The study, made possible with $3 million in funds that Beyond Verbal collected last September, used a smartphone app to measure subjects’ voice signals prior to undergoing coronary angiograph, a test that uses dye and X-rays to see how much plaque has built up in the arteries. The study, which included 120 heart patients and an equal number of control subjects, linked one voice feature to a 19 times greater likelihood of CAD and identified 13 others that could be associated with the condition. The strongest of these features was observed in patients’ voices when they described negative experiences.

At the heart of the study was Beyond Verbal’s Beyond Wellness API, which it released in 2014. The software turns any smartphone or microphone-equipped wearable device into an emotional well-being sensor that measures intonations in the voice rather than the content or context of the spoken words.

Yuval Mor, CEO of Beyond Verbal, says the Mayo Clinic research presents an opportunity to move the technology into many new therapeutic areas. It could, for example, be used to identify conditions like dyslexia and attention deficit and hyperactivity disorder (ADHD).

But the medical field isn’t the only area to benefit from Beyond Verbal’s technological advances over the past year. Just in June the company launched a cloud-based API engine that will enable virtual private assistants to reveal customized recommendations based on individual moods and emotional states.

Beyond Verbal enables these assistants to understand the emotional message, context, and intent present in callers’ vocal intonations, which it says represent 35 percent to 40 percent of the emotions people convey in their communications.

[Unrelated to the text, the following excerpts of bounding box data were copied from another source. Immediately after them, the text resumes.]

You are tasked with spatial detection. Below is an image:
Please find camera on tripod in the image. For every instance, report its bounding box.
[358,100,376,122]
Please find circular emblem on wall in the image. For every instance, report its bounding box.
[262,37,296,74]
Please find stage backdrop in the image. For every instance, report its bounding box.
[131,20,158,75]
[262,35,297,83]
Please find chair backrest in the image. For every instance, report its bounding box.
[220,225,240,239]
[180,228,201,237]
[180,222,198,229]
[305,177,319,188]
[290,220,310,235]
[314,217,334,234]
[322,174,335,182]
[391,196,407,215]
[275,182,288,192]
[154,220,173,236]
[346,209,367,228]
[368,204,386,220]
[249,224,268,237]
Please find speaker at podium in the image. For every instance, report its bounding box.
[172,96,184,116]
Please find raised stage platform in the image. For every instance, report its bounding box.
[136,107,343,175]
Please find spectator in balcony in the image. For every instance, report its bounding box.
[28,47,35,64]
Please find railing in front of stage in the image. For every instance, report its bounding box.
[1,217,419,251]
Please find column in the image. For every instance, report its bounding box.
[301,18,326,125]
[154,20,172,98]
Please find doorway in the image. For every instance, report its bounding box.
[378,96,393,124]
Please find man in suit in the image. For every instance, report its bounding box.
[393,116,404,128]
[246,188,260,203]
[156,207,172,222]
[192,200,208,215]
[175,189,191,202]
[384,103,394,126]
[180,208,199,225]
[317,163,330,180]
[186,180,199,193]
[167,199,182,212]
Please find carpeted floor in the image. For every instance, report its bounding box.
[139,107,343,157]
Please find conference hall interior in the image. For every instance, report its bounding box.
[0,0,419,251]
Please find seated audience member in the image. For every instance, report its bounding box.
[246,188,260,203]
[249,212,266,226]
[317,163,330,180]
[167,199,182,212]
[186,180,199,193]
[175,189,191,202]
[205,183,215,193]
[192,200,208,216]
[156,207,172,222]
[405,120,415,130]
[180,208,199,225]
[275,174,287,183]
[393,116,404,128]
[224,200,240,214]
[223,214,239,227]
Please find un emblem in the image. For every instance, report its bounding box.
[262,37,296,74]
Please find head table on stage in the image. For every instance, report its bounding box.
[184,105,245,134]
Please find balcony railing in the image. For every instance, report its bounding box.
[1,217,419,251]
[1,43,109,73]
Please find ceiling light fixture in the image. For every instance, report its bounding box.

Armed with that information, the assistants can then change their behavior, personality, and even tone of voice to adjust to the context of the conversation and the person with whom they are communicating.

To carry this out, Beyond Verbal’s Emotional Analytics technology takes raw voice input and analyzes it for mood and attitude. The technology requires only 10 seconds of continuous voice input to conduct its analysis, which can be performed in real time.

According to Mor, his company’s aim in the not-too-distant future is to add vocal biomarker analysis to its feature set, enabling virtual private assistants to analyze voices for specific health conditions.

Beyond Verbal previously released two free consumer-facing apps, Moodie and Empath, and one for clinicians called Beyond Clinic. The company already had some experience with voice analysis on conditions like Parkinson’s disease, autism, and a number of other neuro-cognitive conditions, and even worked on solutions aimed at marketers and sales professionals. In each of these use cases, its technology tracks 430 precise emotions.

Mor says his company’s current offerings are built off more than 21 years of research that includes 2.5 million emotion-tagged recordings in more than 40 languages.